A student’s legacy honored with The Fallen Eagle Redfish Classic

The fishermen went out on the Caloosahatchee at 7 a.m. Sunday, Feb. 21. The red tide was there, but it didn’t stop 29 boats from weighing in their catch of the day. The Fallen Eagle Redfish Classic seemed to be quite the haul for its third year of fishing.
The Redfish Classic would not have been an ultimate success without the direction of its two lead coordinators and the more than 50 volunteers who participated.
“I kind of realized it’s not just about the tournament,” said Wyler Gins, the president of the FGCU Fishing Club and lead volunteer of the event. “It’s not just about the fishermen or how much we raised; it’s more about the experience.”
By the time Gins and Katie Hyer, the event coordinator, arrived at Fish Tail Marina, many of the volunteers were waiting for them.
“Our volunteers were there before I was, and I was there 30 minutes before I told them to get there,” Hyer said.
The Fallen Eagle Redfish Classic was created to honor the memory of Jesse M. Woodyard, a former FGCU student and fishing club member. Jesse loved catching red fish, which is the main reason behind the goal of this event, Hyer said. Hyer was among Woodyard’s closest friends.
Hyer fished in the original classic, and she wanted to get closer to the event by helping to organize it with Gins. Hyer was always looking for feedback from previous volunteers and coordinators. She owes much of the success to the help she gained from them.

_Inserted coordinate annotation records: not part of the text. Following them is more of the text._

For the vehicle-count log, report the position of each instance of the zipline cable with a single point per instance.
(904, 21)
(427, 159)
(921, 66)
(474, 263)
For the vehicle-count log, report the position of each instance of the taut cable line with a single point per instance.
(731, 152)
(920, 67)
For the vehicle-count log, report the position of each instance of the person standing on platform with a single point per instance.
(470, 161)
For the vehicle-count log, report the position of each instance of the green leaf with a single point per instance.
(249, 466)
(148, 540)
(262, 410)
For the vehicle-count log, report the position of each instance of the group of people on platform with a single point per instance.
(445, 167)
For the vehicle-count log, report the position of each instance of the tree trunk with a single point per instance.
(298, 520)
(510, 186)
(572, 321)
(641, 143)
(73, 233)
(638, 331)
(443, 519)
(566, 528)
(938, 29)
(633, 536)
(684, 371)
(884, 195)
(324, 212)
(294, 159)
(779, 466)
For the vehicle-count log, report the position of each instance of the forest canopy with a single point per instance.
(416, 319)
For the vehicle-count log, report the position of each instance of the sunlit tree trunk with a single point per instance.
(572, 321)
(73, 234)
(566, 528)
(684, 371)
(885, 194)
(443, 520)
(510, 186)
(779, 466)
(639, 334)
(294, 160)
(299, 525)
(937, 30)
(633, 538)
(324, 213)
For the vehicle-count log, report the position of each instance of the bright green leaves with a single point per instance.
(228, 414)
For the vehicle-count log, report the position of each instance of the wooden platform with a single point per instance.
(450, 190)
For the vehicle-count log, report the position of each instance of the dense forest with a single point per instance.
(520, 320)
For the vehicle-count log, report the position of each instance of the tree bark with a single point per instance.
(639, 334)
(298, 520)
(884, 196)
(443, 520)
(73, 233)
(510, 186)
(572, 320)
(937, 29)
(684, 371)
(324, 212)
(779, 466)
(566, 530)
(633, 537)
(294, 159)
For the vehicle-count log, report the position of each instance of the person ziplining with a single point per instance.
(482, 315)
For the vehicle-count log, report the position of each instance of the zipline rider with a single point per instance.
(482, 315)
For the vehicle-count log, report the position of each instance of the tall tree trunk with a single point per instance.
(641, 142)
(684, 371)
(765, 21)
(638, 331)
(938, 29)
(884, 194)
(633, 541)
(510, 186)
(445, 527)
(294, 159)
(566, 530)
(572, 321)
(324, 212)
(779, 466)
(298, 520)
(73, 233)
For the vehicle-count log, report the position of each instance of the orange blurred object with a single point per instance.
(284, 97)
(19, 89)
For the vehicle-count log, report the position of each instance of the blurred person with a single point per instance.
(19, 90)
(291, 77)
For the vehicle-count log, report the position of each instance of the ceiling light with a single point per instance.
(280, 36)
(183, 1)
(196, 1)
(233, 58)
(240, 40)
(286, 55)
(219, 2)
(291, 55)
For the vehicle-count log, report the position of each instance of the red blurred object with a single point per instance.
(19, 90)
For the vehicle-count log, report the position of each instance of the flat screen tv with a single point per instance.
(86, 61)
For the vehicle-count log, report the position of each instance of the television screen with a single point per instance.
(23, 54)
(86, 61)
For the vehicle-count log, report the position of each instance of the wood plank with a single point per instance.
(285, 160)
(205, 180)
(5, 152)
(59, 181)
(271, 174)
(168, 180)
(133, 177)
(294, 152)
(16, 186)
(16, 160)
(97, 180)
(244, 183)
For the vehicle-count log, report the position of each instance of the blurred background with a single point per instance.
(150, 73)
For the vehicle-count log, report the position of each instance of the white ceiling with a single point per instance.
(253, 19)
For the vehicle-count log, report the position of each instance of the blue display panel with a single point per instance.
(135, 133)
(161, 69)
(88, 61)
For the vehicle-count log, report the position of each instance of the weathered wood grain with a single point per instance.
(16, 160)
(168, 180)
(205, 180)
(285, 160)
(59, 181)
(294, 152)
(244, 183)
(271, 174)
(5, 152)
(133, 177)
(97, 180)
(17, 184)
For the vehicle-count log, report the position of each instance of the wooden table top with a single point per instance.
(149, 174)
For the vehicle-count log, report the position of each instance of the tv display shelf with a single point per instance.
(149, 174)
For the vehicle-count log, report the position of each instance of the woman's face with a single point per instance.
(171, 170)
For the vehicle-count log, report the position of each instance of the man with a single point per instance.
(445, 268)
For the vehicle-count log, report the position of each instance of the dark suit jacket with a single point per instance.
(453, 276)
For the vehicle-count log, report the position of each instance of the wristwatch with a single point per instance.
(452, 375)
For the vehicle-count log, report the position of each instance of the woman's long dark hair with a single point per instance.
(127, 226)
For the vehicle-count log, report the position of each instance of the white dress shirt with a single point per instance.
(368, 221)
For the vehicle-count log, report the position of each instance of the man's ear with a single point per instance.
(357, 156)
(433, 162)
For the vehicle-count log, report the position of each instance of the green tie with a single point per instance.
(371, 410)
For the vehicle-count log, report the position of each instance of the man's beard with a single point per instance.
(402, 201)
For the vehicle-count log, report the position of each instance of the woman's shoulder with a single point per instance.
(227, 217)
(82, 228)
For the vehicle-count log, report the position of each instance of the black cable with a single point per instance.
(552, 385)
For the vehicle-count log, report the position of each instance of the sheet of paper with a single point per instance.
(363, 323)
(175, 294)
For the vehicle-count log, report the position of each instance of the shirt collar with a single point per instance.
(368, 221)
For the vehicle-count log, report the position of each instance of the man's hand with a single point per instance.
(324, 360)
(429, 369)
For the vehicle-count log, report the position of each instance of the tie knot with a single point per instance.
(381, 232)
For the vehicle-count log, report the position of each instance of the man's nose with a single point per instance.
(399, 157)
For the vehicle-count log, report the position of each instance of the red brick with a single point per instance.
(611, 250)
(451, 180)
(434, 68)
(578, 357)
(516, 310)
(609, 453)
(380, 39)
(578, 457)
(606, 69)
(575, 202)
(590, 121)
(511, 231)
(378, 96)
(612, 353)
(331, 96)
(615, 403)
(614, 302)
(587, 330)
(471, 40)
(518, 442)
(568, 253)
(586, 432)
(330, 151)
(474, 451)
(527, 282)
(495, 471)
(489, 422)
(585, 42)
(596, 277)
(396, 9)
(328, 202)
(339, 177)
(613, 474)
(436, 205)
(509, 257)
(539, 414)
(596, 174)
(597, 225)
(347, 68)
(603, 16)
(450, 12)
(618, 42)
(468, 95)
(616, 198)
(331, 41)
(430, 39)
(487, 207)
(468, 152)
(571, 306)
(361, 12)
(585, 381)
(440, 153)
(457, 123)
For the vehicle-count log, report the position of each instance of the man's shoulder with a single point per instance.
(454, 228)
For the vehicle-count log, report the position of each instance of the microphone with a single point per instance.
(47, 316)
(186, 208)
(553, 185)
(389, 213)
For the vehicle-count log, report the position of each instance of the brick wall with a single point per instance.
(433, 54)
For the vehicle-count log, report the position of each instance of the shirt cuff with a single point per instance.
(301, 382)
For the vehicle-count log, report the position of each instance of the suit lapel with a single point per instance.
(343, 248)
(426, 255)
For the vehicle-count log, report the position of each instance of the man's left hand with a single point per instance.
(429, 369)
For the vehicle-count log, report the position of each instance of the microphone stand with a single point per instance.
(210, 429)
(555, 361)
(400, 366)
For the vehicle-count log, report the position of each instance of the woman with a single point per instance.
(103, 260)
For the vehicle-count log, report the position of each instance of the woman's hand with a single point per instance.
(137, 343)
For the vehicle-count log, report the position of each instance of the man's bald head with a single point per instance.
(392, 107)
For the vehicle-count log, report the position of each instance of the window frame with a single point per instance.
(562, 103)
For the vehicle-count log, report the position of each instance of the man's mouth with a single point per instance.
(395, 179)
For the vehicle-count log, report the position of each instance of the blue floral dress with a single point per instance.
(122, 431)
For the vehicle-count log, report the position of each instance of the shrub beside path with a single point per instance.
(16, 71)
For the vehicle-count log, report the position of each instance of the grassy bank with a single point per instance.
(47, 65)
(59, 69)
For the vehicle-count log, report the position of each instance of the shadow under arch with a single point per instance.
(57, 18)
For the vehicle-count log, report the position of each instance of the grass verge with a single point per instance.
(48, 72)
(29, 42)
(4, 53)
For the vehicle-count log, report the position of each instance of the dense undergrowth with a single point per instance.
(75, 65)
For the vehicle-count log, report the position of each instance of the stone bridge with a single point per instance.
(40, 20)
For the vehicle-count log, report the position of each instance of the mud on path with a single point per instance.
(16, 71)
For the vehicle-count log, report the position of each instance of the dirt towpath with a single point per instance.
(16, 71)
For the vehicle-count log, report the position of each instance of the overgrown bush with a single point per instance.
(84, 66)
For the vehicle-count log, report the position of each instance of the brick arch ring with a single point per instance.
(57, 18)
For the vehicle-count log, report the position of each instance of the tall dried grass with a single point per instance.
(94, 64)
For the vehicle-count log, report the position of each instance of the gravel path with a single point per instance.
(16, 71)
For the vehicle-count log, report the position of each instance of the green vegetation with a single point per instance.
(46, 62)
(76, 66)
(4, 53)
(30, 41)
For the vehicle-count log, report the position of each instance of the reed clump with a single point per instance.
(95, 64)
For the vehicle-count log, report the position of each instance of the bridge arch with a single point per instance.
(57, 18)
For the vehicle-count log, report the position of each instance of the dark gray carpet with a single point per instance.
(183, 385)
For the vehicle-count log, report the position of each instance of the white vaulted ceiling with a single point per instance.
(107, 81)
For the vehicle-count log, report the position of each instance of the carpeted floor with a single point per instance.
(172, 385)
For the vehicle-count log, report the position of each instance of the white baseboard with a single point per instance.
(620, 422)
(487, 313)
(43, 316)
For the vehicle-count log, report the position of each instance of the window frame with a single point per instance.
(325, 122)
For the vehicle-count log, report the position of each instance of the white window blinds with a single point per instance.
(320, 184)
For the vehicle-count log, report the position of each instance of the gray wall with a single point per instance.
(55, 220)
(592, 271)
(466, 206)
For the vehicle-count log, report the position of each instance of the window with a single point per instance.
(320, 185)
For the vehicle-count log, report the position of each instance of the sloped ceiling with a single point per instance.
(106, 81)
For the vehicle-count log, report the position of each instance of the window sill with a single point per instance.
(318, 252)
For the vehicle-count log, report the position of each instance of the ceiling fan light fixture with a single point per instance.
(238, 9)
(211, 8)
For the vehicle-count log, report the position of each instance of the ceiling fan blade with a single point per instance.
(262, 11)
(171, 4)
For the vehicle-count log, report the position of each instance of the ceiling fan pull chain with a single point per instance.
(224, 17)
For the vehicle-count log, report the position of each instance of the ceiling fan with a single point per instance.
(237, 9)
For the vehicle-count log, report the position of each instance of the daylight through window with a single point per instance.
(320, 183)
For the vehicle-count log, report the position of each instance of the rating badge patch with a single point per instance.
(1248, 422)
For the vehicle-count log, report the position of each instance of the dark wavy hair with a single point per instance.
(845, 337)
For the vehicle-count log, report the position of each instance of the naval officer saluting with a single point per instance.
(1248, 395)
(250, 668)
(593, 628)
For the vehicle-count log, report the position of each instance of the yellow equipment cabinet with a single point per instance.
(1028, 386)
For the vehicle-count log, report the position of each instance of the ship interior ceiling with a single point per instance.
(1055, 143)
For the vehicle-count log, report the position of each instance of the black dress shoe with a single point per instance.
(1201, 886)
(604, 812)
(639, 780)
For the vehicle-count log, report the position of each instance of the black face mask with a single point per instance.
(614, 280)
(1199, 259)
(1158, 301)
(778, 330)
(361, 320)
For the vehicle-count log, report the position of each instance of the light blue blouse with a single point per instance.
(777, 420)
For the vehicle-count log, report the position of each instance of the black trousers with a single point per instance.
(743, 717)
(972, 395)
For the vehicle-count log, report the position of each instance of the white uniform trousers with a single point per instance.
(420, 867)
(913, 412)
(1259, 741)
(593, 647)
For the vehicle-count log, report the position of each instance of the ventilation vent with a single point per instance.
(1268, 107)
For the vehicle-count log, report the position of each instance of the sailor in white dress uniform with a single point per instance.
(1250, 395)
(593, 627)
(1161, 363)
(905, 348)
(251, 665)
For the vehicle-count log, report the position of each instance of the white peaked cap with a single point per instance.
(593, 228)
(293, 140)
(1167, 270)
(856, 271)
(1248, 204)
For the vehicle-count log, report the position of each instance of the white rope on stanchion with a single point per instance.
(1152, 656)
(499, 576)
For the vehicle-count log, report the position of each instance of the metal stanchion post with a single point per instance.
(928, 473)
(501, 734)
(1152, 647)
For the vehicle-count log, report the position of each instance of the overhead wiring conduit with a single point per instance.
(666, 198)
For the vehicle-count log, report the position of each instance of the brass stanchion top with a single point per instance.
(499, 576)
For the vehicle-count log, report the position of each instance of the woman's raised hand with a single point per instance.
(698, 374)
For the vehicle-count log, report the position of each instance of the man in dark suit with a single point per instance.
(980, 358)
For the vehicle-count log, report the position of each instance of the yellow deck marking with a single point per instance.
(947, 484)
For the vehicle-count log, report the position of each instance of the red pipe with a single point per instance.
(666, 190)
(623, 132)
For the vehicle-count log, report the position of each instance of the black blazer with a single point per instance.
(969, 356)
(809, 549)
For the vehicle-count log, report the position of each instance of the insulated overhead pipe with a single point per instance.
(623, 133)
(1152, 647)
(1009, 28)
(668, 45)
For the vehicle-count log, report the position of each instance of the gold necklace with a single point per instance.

“I was talking to people who were involved and involved this year, and they were just saying the organization was just so much smoother, and that was just a compliment to us,” Hyer said. “But, again, yes, we were the ones every step of the way, but without them, it would not have happened the way it had to happen.”
“The fishing club, they were like, ‘All right, what can I do? Like, we know that this is a big thing, and we’re just here to help,’” Gins said.
The total amount of money raised at the event is still being added up by Hyer and Gins.
Gins is confident about the money that the event was able to raise for the scholarship in Woodyard’s name, the Jesse M. Woodyard Academic Scholarship. Gins is friends with Tony Lee, the director of major gifts with the FGCU Foundation. Gins said he was instrumental in the creation of this scholarship.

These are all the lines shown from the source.